Ook in de ziekenhuizen is het verschil groot. Dagelijks zijn er nu enkele tientallen opnamen. Op de ic’s is het met drie tot vier nieuwe opnames per dag eveneens rustiger. Tijdens de eerste golf waren dat er op een gegeven moment honderd per dag.
Kleine winstwaarschuwing: zeker de laatste week loopt het aantal ziekenhuisopnamen langzaam op. Bovendien volgen ziekenhuisopnames een aantal weken na een besmetting. Kijken naar deze data is als kijken naar een ster: je ziet een weergave van iets wat in het verleden plaatsvond.
2. Raken we minder vaak besmet?
Hoewel we volgens het kabinet qua besmettingen in een tweede golf zitten, liggen de aantallen een stuk lager dan in het voorjaar. Het RIVM schat dat er afgelopen week 64.000 Nederlanders rondliepen die besmettelijk zijn. Dit voorjaar, op 22 maart, waren dat er 274.000.
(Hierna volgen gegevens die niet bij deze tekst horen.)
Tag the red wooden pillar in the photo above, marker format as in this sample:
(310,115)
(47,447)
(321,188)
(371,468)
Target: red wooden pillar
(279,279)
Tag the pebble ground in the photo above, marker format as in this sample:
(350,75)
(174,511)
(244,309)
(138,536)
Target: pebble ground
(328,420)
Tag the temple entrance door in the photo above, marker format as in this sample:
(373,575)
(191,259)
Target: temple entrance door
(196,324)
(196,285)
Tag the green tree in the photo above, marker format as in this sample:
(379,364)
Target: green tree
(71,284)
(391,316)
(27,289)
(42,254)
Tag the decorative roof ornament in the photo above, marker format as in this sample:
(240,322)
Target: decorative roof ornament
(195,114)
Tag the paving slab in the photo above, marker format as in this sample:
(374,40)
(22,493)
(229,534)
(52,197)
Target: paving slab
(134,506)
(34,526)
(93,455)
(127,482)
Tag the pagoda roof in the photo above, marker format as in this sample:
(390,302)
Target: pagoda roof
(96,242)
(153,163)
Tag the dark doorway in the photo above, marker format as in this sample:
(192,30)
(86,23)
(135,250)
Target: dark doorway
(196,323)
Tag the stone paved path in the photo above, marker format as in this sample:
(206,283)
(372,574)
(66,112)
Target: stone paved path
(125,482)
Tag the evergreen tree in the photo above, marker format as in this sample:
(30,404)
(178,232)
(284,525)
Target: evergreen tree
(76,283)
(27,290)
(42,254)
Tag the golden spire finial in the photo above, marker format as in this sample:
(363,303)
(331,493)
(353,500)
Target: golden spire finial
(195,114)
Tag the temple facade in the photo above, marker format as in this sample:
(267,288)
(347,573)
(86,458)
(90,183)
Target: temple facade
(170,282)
Een andere inschatting van de omvang van de eerste en tweede golf, is te vinden bij de antistoffentests van bloedbank Sanquin. Die werden dit voorjaar twee keer gedaan onder bloeddonoren, en sinds begin juni wekelijks. Het verschil met toen is groot, stelt microbioloog Hans Zaaijer.
“Dit voorjaar ging het in een paar maanden tijd van 0 naar 6 procent van de bevolking. Ongeveer 1 miljoen Nederlanders raakten besmet. Deze zomer zien we juist dat het aantal mensen met antistoffen heel constant is, iets minder dan 5 procent. Dat percentage is al sinds de zomer heel stabiel. We zien echt véél minder nieuwe patiënten dan tijdens de eerste golf. Die golf was misschien wel tien keer zo groot.”
Belangrijke nuance: Sanquin bekijkt de beelden als het ware met twee weken vertraging. “Bloeddonors moeten minstens 14 dagen klachtenvrij zijn. Misschien hebben we nu bij Sanquin de stilte voor de storm.”
3. Welke rol speelde de zomer?
De zomer is mede oorzaak van het lagere aantal patiënten, denken experts. “De luchtvochtigheid is lager en mensen zijn meer buiten,” zegt een RIVM-woordvoerder. “Daardoor verspreidt het virus zich minder snel.”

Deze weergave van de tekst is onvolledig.